ベランダでタバコを吸うのが習慣だったが
ある日、マンションの掲示板でこんなことが書かれていた。『タバコの匂いについての苦情が出ているのでベランダでの喫煙はご遠慮ください』
自分のことだとおもった。
なぜなら毎日のようにベランダに出てタバコを吸っていたから。
ああ、誰にも迷惑をかけてないからタバコを吸ったっていいじゃないかと健康診断のたびに言い訳していたがマンションの誰かに迷惑をかけているのならタバコはやめどきだということだろうか。
誰かに直接言われたわけではないのに自分に特大のダメージが入った。
禁煙しよう、まずは吸う本数を減らそう。
そう思ったのにできない。
会社で吸ったから家のベランでは吸わない、と思ったのにタバコを持ってベランダに出ていた。

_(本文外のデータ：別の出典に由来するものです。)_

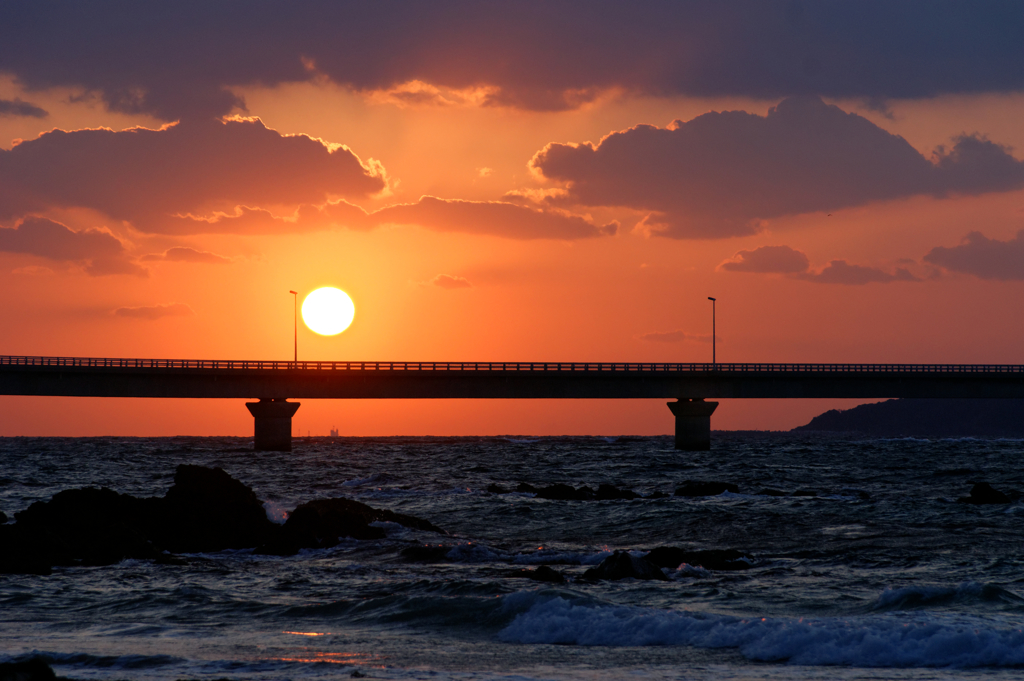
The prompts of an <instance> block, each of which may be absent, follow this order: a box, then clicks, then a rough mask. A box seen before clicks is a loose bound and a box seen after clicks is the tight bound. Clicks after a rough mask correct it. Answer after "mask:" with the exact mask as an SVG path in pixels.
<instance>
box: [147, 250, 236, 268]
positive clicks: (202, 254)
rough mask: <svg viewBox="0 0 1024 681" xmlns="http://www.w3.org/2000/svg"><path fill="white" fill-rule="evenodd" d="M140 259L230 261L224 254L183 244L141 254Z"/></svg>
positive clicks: (223, 261) (154, 259) (164, 261)
mask: <svg viewBox="0 0 1024 681" xmlns="http://www.w3.org/2000/svg"><path fill="white" fill-rule="evenodd" d="M140 260H144V261H164V262H204V263H211V264H225V263H228V262H230V261H231V259H230V258H225V257H224V256H222V255H217V254H216V253H210V252H209V251H197V250H196V249H194V248H187V247H183V246H177V247H175V248H169V249H167V250H166V251H164V252H163V253H151V254H150V255H143V256H142V257H141V258H140Z"/></svg>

禁煙しようと決めたのに!本数を減らそうとしたのに!!どうしてこうも意志薄弱なんだ!!!
タバコの箱を握りしめる。もういいや、吸おう。
タバコに火をつけようとした時だった。どこからかふわりと花のような香りがした。
どこからだ?と思ったら斜め上の人が洗濯物を取り込もうとしていた。あ、目があった。なんか気まずくなったので思わず引っ込んでしまった。
その日はベランダでタバコを吸えなかった。
それからもベランダでタバコを吸おうにも強い花のような香りであまりベランダに出ることがだんだん億劫になっていった。
最近では空気の入れ替えをするのに窓を開けるのも辛い。
どうしよう、どうすればいいんだ?更新したばかりだから引っ越すのも気が引けた。そんなある日、マンションの掲示板にこんなことが書かれていた。
『強い芳香剤の香りによる苦情が出ているので外に干すときにはご注意ください』
あの強い花の香りは芳香剤だったんだ!自分以外にも辛いと思っている人もいるんだ!
よかった、と何も解決していないがほっとした。
窓を開けると柔軟剤の強い花の香りがする。においは結構人に影響を与えるんだな。斜め上を見て思った。
人の振り見て我が振り直せ、なんて言葉が頭をよぎった。
窓を閉めた。とりあえず自分でできることをしようと、禁煙のためのガムを噛んだ。